Chronic exposure to moisture and manure is a prerequisite for the disease – hence it is more common in confinement housed cattle, especially in freestalls with automatic scrapers


Digital Dermatitis Lesion Classification


Subclinical active stage (<20 mm)


M2 Clinical Active Stage >20mm

M3 Healing Stage

M4 Chronic Stage

M4.1 Active Stage

Digital Dermatitis Dynamics

How do we treat it?

  • We have to identify cows with active stages of digital dermatitis (M2 and M4.1) as soon as possible by weekly active surveillance of cows in the parlor or at the feed bunk before they become lame.
  • Active lesions need to be treated with a topical antibacterial.
  • Efficacy of treatment of chronic stages of the lesion (M4) is poor.

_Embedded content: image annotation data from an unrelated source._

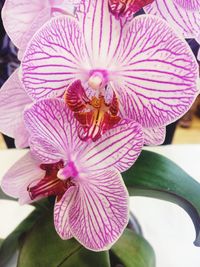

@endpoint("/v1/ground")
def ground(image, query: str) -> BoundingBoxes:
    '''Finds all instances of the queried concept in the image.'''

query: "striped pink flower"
[1,99,143,251]
[108,0,154,19]
[21,0,198,143]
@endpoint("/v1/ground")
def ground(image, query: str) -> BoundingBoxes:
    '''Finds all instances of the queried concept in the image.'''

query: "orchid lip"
[27,161,77,200]
[65,79,121,142]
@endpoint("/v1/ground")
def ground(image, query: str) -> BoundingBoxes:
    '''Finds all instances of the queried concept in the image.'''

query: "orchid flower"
[2,0,79,56]
[1,99,143,251]
[0,70,33,148]
[20,0,198,144]
[0,70,162,148]
[144,0,200,60]
[108,0,154,19]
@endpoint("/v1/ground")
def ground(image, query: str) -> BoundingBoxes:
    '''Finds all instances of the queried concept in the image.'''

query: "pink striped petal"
[143,127,166,146]
[76,0,123,69]
[54,186,78,240]
[81,120,143,172]
[2,0,48,47]
[1,153,45,204]
[144,0,200,38]
[68,170,129,251]
[174,0,200,11]
[24,99,83,163]
[112,15,198,128]
[22,16,88,100]
[0,70,32,147]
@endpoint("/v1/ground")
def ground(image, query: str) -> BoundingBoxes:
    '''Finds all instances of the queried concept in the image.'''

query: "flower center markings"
[27,161,78,201]
[64,71,121,141]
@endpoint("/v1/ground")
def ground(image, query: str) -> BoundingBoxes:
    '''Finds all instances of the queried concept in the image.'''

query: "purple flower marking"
[21,0,198,138]
[1,99,143,251]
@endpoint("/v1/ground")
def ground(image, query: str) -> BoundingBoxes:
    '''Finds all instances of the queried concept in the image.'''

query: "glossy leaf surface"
[18,213,110,267]
[123,151,200,246]
[111,229,155,267]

A topical antibacterial is applied with or without a light wrap. Use of ~2000 mg tetracycline powder mixed with 6ml propylene glycol is effective but use is EXTRA-LABEL and should be administered under guidance from the Veterinarian of Record (VOR). A milk withhold period may be required.


How do we prevent it?

Prevention of digital dermatitis is dependent upon:

  • Breeding heifers that are resistant to chronic disease.
  • Using in-feed trace mineral supplements to enhance the resistance of the epidermis to infection in heifers.
  • Limit the spread by treating active lesions as soon as they occur.
  • Routine use of an antibacterial footbath.
  • Improve foot hygiene



Footbath Best Practices

  • Use a well designed footbath to optimize transfer of antibacterial to feet
  • Locate a mixing station adjacent to the footbath for safe handling of chemicals
  • Start a regime once a day for 4 days per week and adapt based on outcome
  • Use an antibacterial with proven efficacy that DOES NOT DAMAGE THE SKIN DEFENCE – maintain pH>3.0
  • Use the bath as long as it is effective ~ 100-300 cow passes
  • Don’t forget the dry cows and heifers!